L’ordonnance ELTIF, portant modernisation du régime des fonds d’investissement alternatifs, est parue le 3 juillet 2024. Elle apporte un certain nombre de changements essentiels dans le secteur du private equity pour moderniser les outils des gérants de fonds. Caroline Steil, directrice policy, juridique et fiscal de France Invest, a animé un groupe de travail incluant les membres des comités juridique et fiscal de l’Association1, qui a été moteur dans la rédaction de ce texte en lien avec le Trésor, la Chancellerie et l’AMF. Explications.

Quel est l’objectif de cette ordonnance ELTIF ?

Elle vise à moderniser les outils des gérants de fonds d’investissement de long terme pour les rendre aussi compétitifs que ceux de nos voisins européens. En effet, à la suite de l’entrée en vigueur, le 10 janvier dernier, du règlement européen ELTIF 2, permettant notamment à un fonds d’un État membre d’être commercialisé auprès du grand public dans d’autres pays de l’UE, il devenait essentiel pour les gérants français d’avoir, face à cette ouverture à la concurrence, des fonds ayant les mêmes avantages que les autres

Le texte est divisé en trois chapitres.
Le premier vise d’abord les fonds qualifiés
de professionnels par le code monétaire
et financier…

Ce premier chapitre permet en effet de mettre en ligne avec leurs pairs européens, les fonds professionnels spécialisés (FPS) ayant le label ELTIF et qui sont dès lors accessibles au grand public. Jusqu’à présent, ils ne pouvaient pas émettre de titres de créances et les investisseurs ne pouvaient souscrire qu’à des titres de capital, ce qui ne permettait pas une distribution régulière et programmée. Or certains investisseurs internationaux, qui investissent dans un fonds de capital-investissement, d’infrastructure ou encore plus de dette privée, recherchent un rendement et non une plus-value à la sortie. La réforme permet d’offrir le choix aux investisseurs comme c’est le cas en Irlande ou au Luxembourg.

Elle a également clarifié le fait que les FPS peuvent émettre des parts traçant une partie des investissements du fonds comme des parts à profil de rendement différencié. Il est ainsi possible d’avoir une part senior, avec un retour sur investissement plus rapide mais plus limité, et des parts juniors qui auront un retour sur investissement subordonné au remboursement des premières mais qui sera plus élevé.

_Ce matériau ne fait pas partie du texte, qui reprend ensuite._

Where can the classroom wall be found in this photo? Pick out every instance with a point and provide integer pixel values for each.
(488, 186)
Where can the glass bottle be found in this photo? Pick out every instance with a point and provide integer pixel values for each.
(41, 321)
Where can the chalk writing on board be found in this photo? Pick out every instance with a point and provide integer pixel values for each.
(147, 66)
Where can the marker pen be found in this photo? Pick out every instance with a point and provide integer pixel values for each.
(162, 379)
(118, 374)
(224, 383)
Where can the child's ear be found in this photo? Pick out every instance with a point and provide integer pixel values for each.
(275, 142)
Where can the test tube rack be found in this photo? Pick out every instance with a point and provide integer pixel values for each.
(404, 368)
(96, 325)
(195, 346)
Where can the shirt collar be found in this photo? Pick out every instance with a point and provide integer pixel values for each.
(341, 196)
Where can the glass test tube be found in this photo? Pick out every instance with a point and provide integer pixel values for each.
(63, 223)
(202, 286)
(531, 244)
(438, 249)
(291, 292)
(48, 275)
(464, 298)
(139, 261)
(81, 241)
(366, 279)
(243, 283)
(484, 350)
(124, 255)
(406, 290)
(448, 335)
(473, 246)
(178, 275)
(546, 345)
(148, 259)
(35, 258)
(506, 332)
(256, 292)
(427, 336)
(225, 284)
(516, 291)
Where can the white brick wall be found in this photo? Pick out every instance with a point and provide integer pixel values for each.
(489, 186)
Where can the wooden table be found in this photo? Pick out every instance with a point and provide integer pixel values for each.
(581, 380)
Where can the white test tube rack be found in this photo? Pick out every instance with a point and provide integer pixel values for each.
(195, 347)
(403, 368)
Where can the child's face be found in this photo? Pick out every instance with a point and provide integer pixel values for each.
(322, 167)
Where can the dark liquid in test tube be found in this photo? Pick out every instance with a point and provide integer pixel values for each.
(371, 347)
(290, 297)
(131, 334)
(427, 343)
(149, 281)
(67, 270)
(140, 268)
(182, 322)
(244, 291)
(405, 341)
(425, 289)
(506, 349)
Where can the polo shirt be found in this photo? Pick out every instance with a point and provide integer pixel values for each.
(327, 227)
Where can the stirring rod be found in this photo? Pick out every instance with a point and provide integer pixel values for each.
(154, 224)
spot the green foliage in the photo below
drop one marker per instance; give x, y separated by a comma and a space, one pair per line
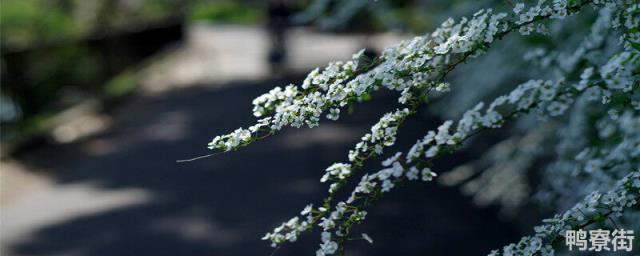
225, 12
29, 21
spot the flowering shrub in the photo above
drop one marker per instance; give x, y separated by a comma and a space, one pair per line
597, 83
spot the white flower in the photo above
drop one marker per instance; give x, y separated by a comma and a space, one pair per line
428, 175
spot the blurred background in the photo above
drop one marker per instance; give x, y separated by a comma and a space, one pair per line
100, 98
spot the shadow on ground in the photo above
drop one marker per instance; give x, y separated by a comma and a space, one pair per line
222, 205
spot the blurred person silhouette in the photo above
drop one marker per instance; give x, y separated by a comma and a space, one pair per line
278, 14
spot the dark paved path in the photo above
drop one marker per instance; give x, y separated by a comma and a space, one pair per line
224, 204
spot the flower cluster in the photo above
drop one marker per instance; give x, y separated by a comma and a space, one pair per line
625, 194
415, 67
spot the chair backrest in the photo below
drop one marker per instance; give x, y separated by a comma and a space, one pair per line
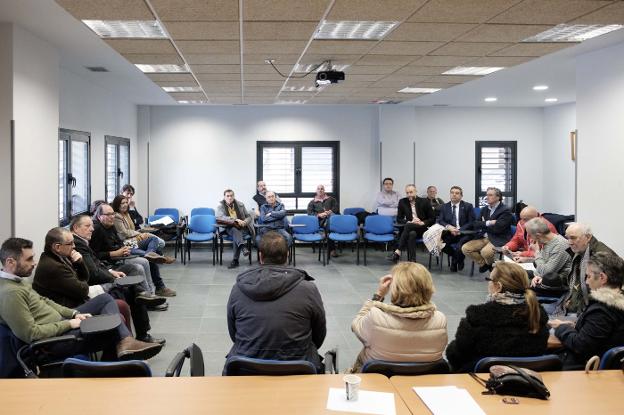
548, 362
202, 211
379, 225
247, 366
406, 368
203, 223
353, 211
612, 359
310, 222
76, 368
173, 212
343, 224
196, 360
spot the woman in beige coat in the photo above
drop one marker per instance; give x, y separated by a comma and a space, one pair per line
410, 329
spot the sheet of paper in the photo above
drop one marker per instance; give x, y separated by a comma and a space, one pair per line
368, 402
445, 400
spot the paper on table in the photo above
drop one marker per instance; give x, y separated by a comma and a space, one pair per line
443, 400
381, 403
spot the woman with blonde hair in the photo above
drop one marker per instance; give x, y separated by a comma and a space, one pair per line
511, 323
410, 329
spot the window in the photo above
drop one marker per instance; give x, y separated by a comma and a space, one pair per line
496, 166
74, 174
117, 165
293, 169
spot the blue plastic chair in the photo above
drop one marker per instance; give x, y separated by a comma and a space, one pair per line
377, 229
545, 363
310, 232
202, 228
389, 369
247, 366
344, 228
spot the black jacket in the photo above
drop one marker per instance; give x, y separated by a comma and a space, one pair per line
598, 328
494, 329
276, 312
423, 210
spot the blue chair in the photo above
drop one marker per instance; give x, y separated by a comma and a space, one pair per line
306, 230
545, 363
377, 229
344, 228
247, 366
390, 369
77, 368
612, 359
202, 228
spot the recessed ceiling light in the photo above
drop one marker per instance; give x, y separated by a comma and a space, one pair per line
181, 89
161, 68
472, 70
409, 90
350, 30
572, 33
127, 28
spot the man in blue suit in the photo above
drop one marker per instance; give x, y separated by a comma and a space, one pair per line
455, 216
493, 228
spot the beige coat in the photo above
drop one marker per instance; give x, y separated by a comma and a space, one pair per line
396, 334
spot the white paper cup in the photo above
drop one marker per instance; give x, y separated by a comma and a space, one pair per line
352, 386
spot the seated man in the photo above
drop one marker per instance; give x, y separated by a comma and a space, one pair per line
454, 216
110, 248
274, 311
552, 260
601, 325
33, 317
493, 228
236, 222
387, 201
520, 244
273, 217
417, 215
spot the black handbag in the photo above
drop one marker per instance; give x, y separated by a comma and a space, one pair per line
514, 381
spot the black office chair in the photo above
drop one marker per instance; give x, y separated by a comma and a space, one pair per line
548, 362
196, 361
77, 368
389, 369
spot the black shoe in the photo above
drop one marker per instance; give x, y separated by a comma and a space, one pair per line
149, 339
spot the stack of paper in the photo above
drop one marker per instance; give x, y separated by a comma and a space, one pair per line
443, 400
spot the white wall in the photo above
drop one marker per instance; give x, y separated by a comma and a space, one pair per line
90, 108
600, 94
558, 180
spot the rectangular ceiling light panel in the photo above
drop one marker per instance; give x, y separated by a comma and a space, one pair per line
139, 29
352, 30
572, 33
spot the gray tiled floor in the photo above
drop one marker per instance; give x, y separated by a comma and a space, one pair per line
198, 313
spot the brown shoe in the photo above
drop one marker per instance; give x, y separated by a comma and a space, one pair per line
130, 348
166, 292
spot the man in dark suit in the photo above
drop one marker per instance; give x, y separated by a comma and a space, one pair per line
454, 216
417, 215
493, 228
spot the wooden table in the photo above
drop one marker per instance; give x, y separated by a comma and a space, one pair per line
570, 393
181, 396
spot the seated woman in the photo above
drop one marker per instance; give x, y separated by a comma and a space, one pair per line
511, 323
410, 329
143, 244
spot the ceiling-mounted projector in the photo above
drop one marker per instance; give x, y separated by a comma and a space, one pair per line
328, 77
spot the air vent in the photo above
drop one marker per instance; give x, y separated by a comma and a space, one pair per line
96, 68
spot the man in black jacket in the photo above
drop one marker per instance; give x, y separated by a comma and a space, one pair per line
601, 326
417, 215
274, 311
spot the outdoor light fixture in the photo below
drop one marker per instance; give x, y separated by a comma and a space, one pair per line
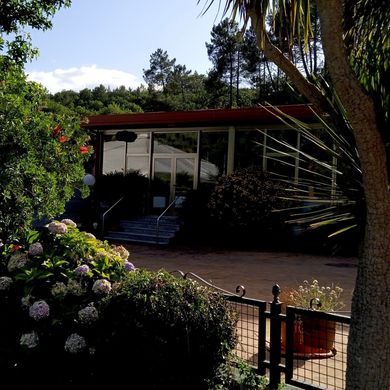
127, 136
89, 180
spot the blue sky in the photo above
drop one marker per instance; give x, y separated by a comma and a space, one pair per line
110, 42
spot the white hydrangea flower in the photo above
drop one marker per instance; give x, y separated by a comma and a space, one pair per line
101, 286
82, 270
59, 290
102, 255
69, 222
121, 251
17, 261
35, 249
75, 343
57, 227
39, 310
5, 283
29, 340
88, 315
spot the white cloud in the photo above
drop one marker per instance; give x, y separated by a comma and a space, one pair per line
84, 77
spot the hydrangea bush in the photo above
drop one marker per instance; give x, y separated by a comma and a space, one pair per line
51, 285
75, 312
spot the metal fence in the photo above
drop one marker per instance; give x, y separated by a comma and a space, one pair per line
302, 347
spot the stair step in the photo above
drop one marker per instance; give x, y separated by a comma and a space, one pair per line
137, 241
144, 230
139, 228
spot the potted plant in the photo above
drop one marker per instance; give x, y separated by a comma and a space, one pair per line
313, 337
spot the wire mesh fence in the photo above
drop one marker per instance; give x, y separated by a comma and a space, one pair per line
313, 344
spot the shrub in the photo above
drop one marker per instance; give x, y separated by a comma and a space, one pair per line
76, 312
244, 201
42, 154
173, 333
51, 283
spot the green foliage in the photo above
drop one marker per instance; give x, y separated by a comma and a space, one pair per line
173, 332
245, 200
236, 374
312, 295
42, 154
51, 283
368, 40
77, 311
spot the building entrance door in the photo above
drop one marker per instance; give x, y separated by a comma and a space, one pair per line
173, 176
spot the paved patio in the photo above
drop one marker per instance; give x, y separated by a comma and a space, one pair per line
256, 271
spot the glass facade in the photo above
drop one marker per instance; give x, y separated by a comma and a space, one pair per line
213, 155
181, 160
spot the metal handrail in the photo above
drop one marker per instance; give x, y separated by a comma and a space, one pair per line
107, 211
160, 216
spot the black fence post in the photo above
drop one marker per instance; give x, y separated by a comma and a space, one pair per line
275, 339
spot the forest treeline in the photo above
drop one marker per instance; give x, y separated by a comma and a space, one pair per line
240, 76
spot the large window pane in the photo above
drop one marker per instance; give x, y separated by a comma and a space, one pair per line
140, 145
114, 157
213, 155
249, 149
139, 164
173, 143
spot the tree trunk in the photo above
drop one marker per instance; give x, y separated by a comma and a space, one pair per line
369, 339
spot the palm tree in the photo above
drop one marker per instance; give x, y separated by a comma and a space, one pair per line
369, 339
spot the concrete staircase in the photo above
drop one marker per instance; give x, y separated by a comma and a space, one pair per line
143, 230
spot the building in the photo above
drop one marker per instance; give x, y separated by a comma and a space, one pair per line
182, 150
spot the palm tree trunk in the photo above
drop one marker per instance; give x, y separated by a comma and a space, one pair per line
369, 338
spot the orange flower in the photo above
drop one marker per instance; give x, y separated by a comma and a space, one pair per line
57, 129
15, 247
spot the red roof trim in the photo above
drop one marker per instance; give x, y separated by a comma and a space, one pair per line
214, 117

Autre avancée majeure : la simplification des conditions de détention de propriété des biens dans des FPS. Jusqu’alors, ces fonds avaient plusieurs contraintes pour la détention de biens, qui ne pouvaient pas faire l’objet de sûretés préalables. Il fallait également, entre autres conditions, respecter les règles de preuve de la propriété au sens du droit français, même si le bien se trouvait à l’étranger. Désormais, il n’y a plus qu’une condition : le fonds doit pouvoir démontrer la propriété par un acte conformément au droit applicable à cet acte.

L’ordonnance permet aussi la création
de la société de libre partenariat spéciale.
En quoi est-ce une nouveauté majeure ?

Pour mémoire, la société de libre partenariat (SLP) a été créée en 2015 par la loi Macron pour concurrencer les limited partnerships anglo-saxons. Dans une certaine mesure, ce véhicule a permis à la France d’être plus attractive. Néanmoins, le fait que la SLP ait une personnalité morale créée un frottement fiscal défavorable pour certains investisseurs étrangers (Canada, Belgique, Allemagne…) la personnalité juridique de la SLP étant vue par l’administration fiscale de leur pays comme rendant le véhicule opaque. Nous avons donc proposé de rendre la personnalité morale optionnelle, pour avoir la possibilité de créer des SLP avec, et d’autres, sans. Le Luxembourg a déjà cette option depuis dix ans !

C’est un changement majeur en France, qui a impliqué des modifications dans le code civil, le code monétaire et financier et le code de commerce. Le défi était d’avoir une société sans personnalité juridique capable de détenir vis-à-vis des tiers les biens mis en commun par les associés. La seule autre société sans personnalité juridique qui existait jusque-là en droit français était la société en participation. Innovation supplémentaire : la SLP spéciale est enregistrée au RCS.

Qu’en est-il des fonds non professionnels ?

Les fonds non professionnels, qui sont agréés par l’AMF, sont ceux qui sont les plus connus par les distributeurs et du grand public. Il était donc logique que l’ordonnance ELTIF les fasse évoluer, notamment au regard d’incohérences textuelles et de redondances. Mais il s’agit surtout de changements touchant aux fonds immobiliers.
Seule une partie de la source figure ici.